Part of this was due to the Big Reveal at the end. Bringing Norman Osborn back was the last little dollop of shit on a mountain of it, but I was soured forever by it. If Spider-Man loses that battle, if Norman fucking Osborn keeps coming back and killing innocent people, than he is not accomplishing anything.

Three decades after that nightmare on the bridge and the Green Goblin is still bloody doing it. Norman has dropped a few innocent souls in the past decade of comics, more people that Spider-Man cannot save. He is the impotent superhero, and while he remains a great character to pile on the angst, there is a fine line between being a tragic figure and just being a fucking failure.

I can handle Spider-Man taking shit from J Jonah Jameson, as Jonah is still a fundamentally decent guy who actually thinks he is doing the right thing, and sometimes confounds expectations by actually doing it.

But I can’t abide seeing Norman Osborn enjoying overwhelming support from a public that must be aware of his horrible past. He might plead past insanity and maintain that he is completely cured, but even then, you don’t give people like that power because they shot an alien in the face.

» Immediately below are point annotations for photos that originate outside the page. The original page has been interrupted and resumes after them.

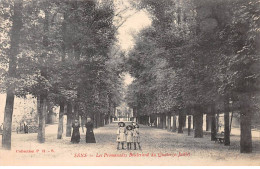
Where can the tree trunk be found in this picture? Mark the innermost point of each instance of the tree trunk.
(226, 124)
(60, 126)
(164, 121)
(174, 127)
(208, 122)
(189, 125)
(180, 127)
(245, 136)
(69, 120)
(14, 51)
(198, 119)
(217, 122)
(184, 121)
(193, 125)
(213, 123)
(42, 117)
(169, 121)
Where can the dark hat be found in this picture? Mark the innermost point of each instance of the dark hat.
(129, 127)
(136, 126)
(121, 124)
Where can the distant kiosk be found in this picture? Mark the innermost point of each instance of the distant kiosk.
(123, 114)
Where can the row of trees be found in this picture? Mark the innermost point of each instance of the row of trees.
(198, 57)
(61, 52)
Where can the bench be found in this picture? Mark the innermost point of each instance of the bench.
(220, 139)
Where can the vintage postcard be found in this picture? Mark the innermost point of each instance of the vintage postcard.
(130, 82)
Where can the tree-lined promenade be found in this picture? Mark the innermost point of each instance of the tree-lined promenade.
(62, 53)
(198, 57)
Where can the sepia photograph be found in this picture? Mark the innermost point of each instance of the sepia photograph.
(129, 82)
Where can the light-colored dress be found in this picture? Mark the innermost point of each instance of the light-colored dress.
(121, 134)
(136, 137)
(129, 136)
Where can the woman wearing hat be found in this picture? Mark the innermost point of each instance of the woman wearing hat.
(90, 137)
(121, 138)
(136, 137)
(75, 138)
(129, 136)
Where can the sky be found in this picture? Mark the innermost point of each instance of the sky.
(130, 28)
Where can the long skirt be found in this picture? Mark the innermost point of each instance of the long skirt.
(75, 138)
(90, 137)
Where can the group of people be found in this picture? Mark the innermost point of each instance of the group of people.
(128, 134)
(90, 137)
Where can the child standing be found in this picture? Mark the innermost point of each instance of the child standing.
(136, 136)
(121, 138)
(129, 136)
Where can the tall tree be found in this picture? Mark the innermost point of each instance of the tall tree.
(14, 51)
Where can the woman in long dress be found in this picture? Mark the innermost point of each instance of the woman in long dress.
(90, 137)
(129, 136)
(136, 136)
(121, 137)
(75, 138)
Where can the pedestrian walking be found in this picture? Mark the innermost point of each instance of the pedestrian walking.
(75, 138)
(121, 137)
(129, 136)
(90, 137)
(136, 136)
(25, 127)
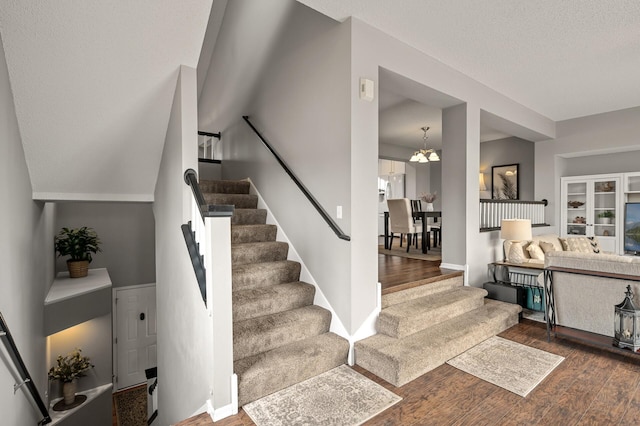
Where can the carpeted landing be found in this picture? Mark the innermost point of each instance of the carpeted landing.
(423, 327)
(340, 396)
(279, 337)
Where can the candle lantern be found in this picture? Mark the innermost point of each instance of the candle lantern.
(626, 327)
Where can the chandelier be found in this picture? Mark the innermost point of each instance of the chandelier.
(424, 155)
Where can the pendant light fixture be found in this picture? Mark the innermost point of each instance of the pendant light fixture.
(424, 155)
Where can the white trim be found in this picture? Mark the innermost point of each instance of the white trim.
(73, 196)
(337, 326)
(229, 409)
(368, 327)
(114, 325)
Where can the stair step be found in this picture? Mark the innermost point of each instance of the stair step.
(253, 233)
(249, 216)
(255, 302)
(241, 201)
(225, 186)
(416, 292)
(264, 274)
(272, 371)
(269, 251)
(399, 361)
(409, 317)
(256, 335)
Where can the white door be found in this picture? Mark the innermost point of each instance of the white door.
(135, 338)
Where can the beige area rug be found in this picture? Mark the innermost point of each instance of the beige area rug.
(433, 254)
(131, 406)
(340, 396)
(510, 365)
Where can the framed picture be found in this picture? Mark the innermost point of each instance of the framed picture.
(505, 182)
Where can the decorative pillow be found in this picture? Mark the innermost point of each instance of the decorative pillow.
(516, 253)
(547, 247)
(535, 252)
(581, 244)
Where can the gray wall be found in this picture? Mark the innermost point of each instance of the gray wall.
(510, 151)
(127, 232)
(26, 270)
(606, 142)
(185, 341)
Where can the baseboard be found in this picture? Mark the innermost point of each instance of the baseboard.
(368, 327)
(455, 267)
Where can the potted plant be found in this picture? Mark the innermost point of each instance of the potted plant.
(606, 216)
(79, 244)
(67, 369)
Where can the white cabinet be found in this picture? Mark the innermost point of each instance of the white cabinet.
(592, 206)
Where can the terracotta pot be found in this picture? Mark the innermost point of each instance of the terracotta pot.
(78, 268)
(69, 392)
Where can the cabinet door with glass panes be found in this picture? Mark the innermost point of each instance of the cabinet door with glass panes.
(590, 206)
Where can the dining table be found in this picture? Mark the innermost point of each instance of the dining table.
(425, 233)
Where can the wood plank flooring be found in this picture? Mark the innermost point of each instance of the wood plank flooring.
(590, 387)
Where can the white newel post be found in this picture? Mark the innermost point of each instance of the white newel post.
(218, 272)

That level of stupidity has always been there, buried in the psyche of the average Marvel universe inhabitant. It’s the idiocy that saw them throw bricks at the X-Men after they saved people from a burning building, or willing to believe anything they’re told by proven liars.

But the amount of stupidity behind Osborn’s current reign has been taken it to a whole new level. Unless there are some kind of brainwashing shenanigans going on, there really isn’t much excuse for giving this lunatic the powers he has.

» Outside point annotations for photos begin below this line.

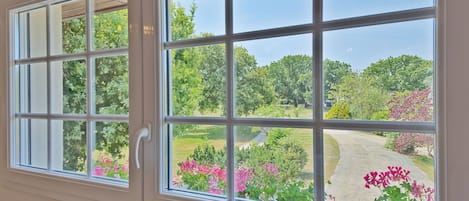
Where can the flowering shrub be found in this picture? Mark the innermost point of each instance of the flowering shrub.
(412, 106)
(261, 185)
(106, 166)
(394, 184)
(209, 178)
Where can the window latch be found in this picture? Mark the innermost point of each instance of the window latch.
(145, 134)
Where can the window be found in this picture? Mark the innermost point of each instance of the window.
(70, 94)
(265, 100)
(71, 99)
(247, 100)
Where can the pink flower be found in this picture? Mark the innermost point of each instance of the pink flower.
(371, 179)
(243, 176)
(203, 169)
(271, 168)
(188, 166)
(417, 189)
(214, 186)
(398, 173)
(116, 167)
(98, 171)
(219, 173)
(106, 161)
(125, 168)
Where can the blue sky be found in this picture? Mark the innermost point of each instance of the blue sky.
(359, 46)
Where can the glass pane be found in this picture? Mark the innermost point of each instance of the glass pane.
(371, 164)
(274, 163)
(263, 14)
(110, 24)
(196, 18)
(32, 33)
(31, 88)
(67, 28)
(112, 85)
(68, 87)
(198, 158)
(198, 77)
(394, 83)
(274, 77)
(69, 146)
(111, 153)
(336, 9)
(33, 142)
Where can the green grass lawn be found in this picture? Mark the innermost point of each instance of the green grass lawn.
(215, 135)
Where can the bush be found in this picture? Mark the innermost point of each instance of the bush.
(207, 155)
(340, 110)
(407, 142)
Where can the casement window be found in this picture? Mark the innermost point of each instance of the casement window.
(230, 100)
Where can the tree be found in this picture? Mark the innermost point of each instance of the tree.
(340, 110)
(403, 73)
(412, 106)
(111, 86)
(363, 98)
(293, 79)
(213, 72)
(334, 72)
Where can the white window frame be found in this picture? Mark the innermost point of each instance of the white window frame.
(144, 42)
(157, 46)
(63, 186)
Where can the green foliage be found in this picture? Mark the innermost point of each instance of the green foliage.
(364, 99)
(111, 85)
(390, 137)
(213, 73)
(182, 23)
(285, 152)
(296, 191)
(207, 155)
(403, 73)
(293, 78)
(253, 88)
(334, 72)
(275, 135)
(340, 110)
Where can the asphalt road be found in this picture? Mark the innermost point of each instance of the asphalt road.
(361, 153)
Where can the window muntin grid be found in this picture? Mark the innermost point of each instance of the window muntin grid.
(42, 70)
(317, 122)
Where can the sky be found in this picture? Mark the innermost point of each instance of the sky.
(358, 47)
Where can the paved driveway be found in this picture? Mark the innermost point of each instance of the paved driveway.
(361, 153)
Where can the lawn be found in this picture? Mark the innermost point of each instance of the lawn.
(183, 146)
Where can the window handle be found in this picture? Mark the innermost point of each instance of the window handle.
(145, 134)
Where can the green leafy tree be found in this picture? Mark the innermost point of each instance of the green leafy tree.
(213, 72)
(253, 88)
(340, 110)
(403, 73)
(111, 86)
(292, 78)
(182, 23)
(364, 98)
(334, 72)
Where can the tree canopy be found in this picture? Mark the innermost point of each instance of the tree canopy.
(402, 73)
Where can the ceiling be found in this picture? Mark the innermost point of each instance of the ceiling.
(76, 8)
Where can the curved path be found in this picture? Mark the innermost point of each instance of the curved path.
(361, 153)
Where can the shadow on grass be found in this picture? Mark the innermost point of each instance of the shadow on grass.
(243, 134)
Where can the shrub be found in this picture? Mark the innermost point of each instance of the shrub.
(394, 184)
(340, 110)
(407, 142)
(107, 166)
(207, 154)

It won’t last, and eventually Osborn will pull a Lex Luthor and get too nuts to get away with it, but the chances of Osborn actually facing proper justice remain slim. Marvel are happy to use him as the ultimate bogeyman in Spider-Man’s life, offering him up as an unbeatable villain. There is a lot of logic behind that idea, but that doesn’t mean I have to like it.

* * *

I was five years old when Gwen Stacy died. She actually died two years before I was born, but I didn’t find out for another seven years. When I did read those issues in a shitty black and white reprint comic, it hit hard.

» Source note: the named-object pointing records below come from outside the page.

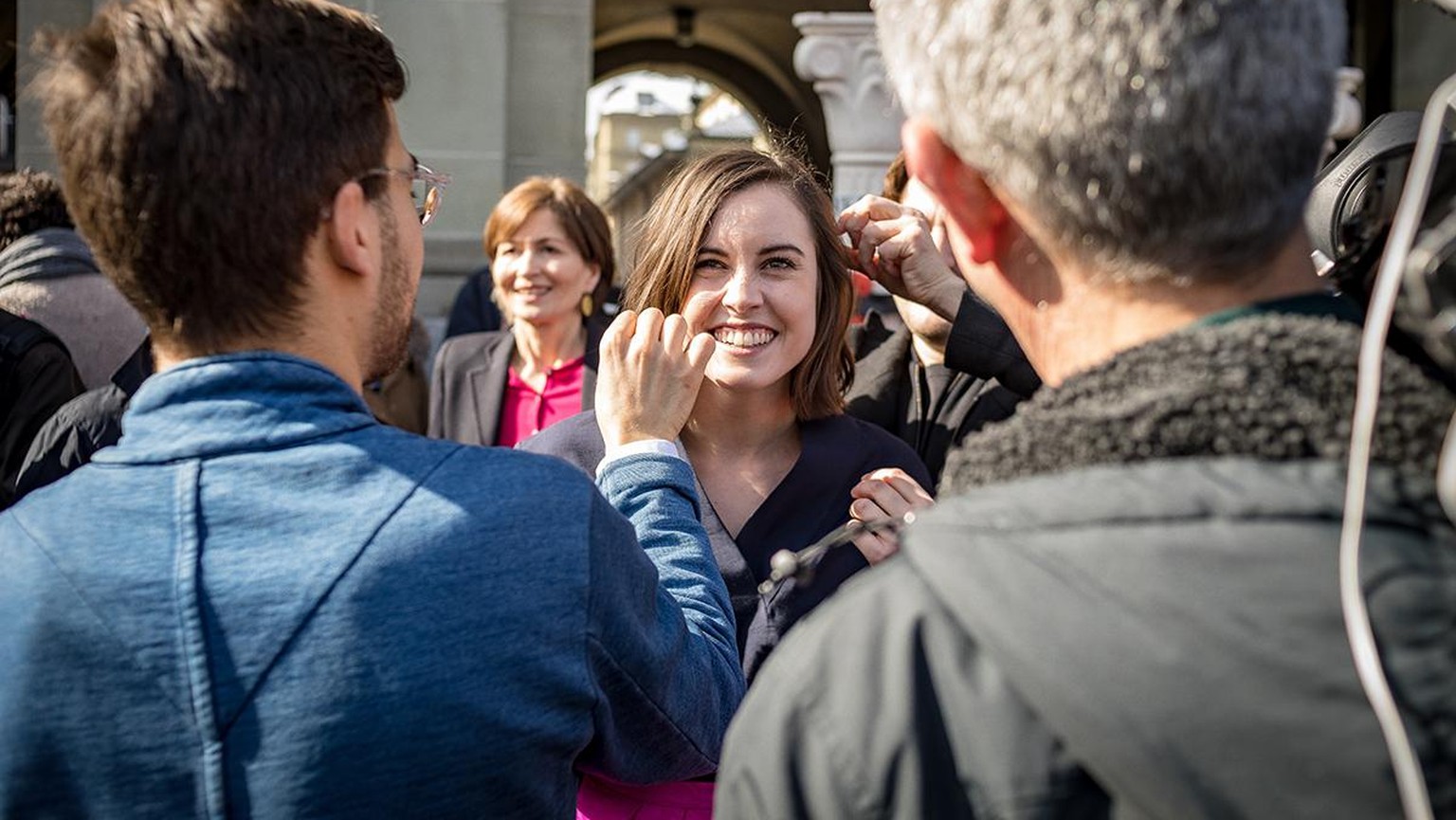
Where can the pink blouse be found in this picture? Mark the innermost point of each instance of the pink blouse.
(526, 412)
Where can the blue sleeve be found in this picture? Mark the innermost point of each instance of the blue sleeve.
(662, 635)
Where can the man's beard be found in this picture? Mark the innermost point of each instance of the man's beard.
(393, 309)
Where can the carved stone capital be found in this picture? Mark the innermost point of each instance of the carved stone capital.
(841, 57)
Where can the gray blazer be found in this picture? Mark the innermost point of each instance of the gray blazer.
(469, 383)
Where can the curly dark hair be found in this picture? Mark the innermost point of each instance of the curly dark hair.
(200, 141)
(29, 201)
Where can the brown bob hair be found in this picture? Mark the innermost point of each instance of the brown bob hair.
(678, 223)
(200, 143)
(580, 217)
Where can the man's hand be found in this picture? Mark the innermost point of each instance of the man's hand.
(884, 494)
(648, 376)
(894, 245)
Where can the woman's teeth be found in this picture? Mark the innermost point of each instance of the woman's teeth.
(743, 338)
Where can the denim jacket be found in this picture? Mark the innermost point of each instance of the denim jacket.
(264, 603)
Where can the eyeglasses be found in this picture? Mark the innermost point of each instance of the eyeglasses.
(424, 187)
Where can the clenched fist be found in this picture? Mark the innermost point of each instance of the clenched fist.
(648, 376)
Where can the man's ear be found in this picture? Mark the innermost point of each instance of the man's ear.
(351, 230)
(961, 190)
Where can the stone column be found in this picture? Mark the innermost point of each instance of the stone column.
(497, 92)
(841, 57)
(32, 149)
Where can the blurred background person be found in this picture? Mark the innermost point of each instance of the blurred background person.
(48, 276)
(552, 265)
(743, 245)
(473, 309)
(37, 377)
(83, 426)
(901, 382)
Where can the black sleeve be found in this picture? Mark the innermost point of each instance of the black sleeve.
(983, 345)
(48, 380)
(72, 437)
(472, 311)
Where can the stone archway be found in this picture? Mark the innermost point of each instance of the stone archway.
(781, 114)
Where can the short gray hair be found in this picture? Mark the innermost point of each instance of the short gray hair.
(1156, 138)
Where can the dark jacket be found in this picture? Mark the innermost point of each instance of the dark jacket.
(473, 311)
(810, 501)
(469, 383)
(1138, 615)
(983, 345)
(83, 426)
(929, 408)
(37, 377)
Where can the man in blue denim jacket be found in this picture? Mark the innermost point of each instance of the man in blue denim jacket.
(264, 603)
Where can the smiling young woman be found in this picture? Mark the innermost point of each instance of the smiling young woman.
(743, 245)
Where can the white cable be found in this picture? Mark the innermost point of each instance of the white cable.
(1447, 472)
(1409, 775)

It was horrible. Super-heroes are supposed to save their loved ones. A couple of years as a court reporter have made me horribly cynical about the entire justice process, but at least there is still a sense of accountability in the real world. The Marvel world has none of that, and I want nothing to do with it.

Over in the DC Universe, it still grates to see the Joker slaughter more and more and more innocent people. But even if Luthor could con enough people to make him the present of the United States, nobody is going to make the motherfuckin’ Joker the
head of the CIA.

But there Norman is, sitting happy at the centre of power in the Marvel Universe, talking to himself in that lazy way writers use to show insanity. If the Green Goblin can fool the world and escape all judgment, then there is no justice and the Marvel Universe means nothing to me.

It might be a blind and irrational hatred for a fictional character, but it’s enough to sour me on every book the character appears in. And with his ubiquitous nature these days, that’s damn near all of them.

So fuck Norman Osborne. Fuck the Green Goblin. And fuck the Marvel Universe, for keeping him around so long, when his story was done a long time ago.